4.2.2.2 Product efficacy (part B): Although approval for the Union list is primarily concerned with the active substance, efficacy data is also required for a representative product. Ideally efficacy data on an existing biocidal product should be submitted. If this is not possible data on a dummy product could be acceptable in order to demonstrate that the active substance is capable of producing an effect on the target organism and in a relevant matrix according to the proposed use, when included in a formulated product. However, a detailed evaluation of the effectiveness of the product (including an evaluation of the proposed label claims) is not in all cases required at the active substance approval stage. This may for example be the case where no marketed product is available.
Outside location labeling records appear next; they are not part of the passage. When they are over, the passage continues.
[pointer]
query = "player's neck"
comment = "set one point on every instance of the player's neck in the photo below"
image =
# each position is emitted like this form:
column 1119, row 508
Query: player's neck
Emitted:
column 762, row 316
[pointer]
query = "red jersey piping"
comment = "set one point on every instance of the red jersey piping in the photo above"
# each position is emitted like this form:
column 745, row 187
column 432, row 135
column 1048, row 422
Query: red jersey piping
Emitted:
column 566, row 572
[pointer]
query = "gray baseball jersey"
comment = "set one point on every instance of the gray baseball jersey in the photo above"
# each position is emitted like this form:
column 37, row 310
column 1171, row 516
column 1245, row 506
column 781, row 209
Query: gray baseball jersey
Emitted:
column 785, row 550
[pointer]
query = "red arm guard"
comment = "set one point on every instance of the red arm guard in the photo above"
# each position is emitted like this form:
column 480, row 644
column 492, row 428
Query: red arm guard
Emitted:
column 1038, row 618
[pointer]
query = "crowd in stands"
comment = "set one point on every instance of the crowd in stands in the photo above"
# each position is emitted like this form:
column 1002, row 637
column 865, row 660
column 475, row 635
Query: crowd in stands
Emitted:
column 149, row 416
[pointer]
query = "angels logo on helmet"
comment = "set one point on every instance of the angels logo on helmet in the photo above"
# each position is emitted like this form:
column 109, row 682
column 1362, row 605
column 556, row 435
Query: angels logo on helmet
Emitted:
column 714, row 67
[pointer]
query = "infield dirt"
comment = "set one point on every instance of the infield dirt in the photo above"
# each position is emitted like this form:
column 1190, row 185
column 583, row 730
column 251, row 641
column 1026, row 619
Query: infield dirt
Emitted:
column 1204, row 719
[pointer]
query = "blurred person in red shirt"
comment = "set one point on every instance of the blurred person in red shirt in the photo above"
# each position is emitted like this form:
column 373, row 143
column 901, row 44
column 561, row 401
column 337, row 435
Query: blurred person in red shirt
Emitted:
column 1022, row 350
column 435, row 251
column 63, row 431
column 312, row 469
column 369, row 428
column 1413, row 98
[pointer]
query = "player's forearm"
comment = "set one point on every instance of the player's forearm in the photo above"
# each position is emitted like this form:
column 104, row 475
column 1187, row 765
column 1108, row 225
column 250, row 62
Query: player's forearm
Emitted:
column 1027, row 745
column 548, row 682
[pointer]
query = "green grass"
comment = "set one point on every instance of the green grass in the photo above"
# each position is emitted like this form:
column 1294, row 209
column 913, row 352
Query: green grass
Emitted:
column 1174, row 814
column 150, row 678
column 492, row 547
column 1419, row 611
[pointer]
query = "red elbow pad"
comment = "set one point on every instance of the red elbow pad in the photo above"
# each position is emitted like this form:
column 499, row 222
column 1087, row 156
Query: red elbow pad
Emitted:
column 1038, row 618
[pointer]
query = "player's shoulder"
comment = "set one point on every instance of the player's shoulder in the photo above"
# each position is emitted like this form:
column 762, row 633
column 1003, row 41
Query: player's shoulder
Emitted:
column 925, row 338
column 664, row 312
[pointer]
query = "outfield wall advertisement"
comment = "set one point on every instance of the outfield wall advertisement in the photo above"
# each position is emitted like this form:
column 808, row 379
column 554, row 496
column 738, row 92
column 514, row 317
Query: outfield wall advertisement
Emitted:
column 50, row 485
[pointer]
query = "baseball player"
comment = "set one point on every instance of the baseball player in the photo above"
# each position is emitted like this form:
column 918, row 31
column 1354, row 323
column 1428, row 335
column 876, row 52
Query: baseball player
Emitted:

Nevertheless, the level of efficacy (e.g. the kind of activity “biocidal” or “biostatic”) have to be consistent with the uses claimed and fulfil the minimum requirements mentioned in the active substance part (part A).

4.2.3 Overall evaluation for active substance approval It is concluded that efficacy data are required on the active substance, to demonstrate on the one hand the innate activity of the substance (either the technical grade active substance or a dilution in water or a solvent) and on the other hand the efficacy of the representative product against one or more of the proposed target organisms. Efficacy should be demonstrated in accordance with the use(s) considered in the risk assessment. If for some justified reasons, the results of the biocidal product do not completely fulfil the requirements described above, this could still be acceptable as long as the results of the active substance are sufficient to demonstrate efficacy. The other way around, if the results of the active substance do not fulfil the requirements described above acceptable data of the biocidal product may be sufficient as long as it can be excluded that the co-formulants contribute to the efficacy of the product. Where the levels of efficacy demonstrated are low enough to raise concerns by the evaluating Member State, the applicant should be asked to justify why the result should still be considered acceptable. Two specific reasons are discussed below: the use of ‘dummy products’ and the case of active substances not used alone but always in combination with other active substances.

4.2.4 Link to risk assessment There is an essential link between efficacy testing and the risk assessment for human health and the environment at the active substance approval stage:  Efficacy has to be proven for active substance concentrations used in the risk assessment  Efficacy has to be sufficient for the use assessed in the risk assessment. The information on efficacy is relevant in assessing the dose recommended for the use(s) applied for. The dose (or the "likely concentration(s) at which the active substance will be used" as stated in Annex II 6.4 of the BPR) is the starting point in the exposure assessment for human health and the environment.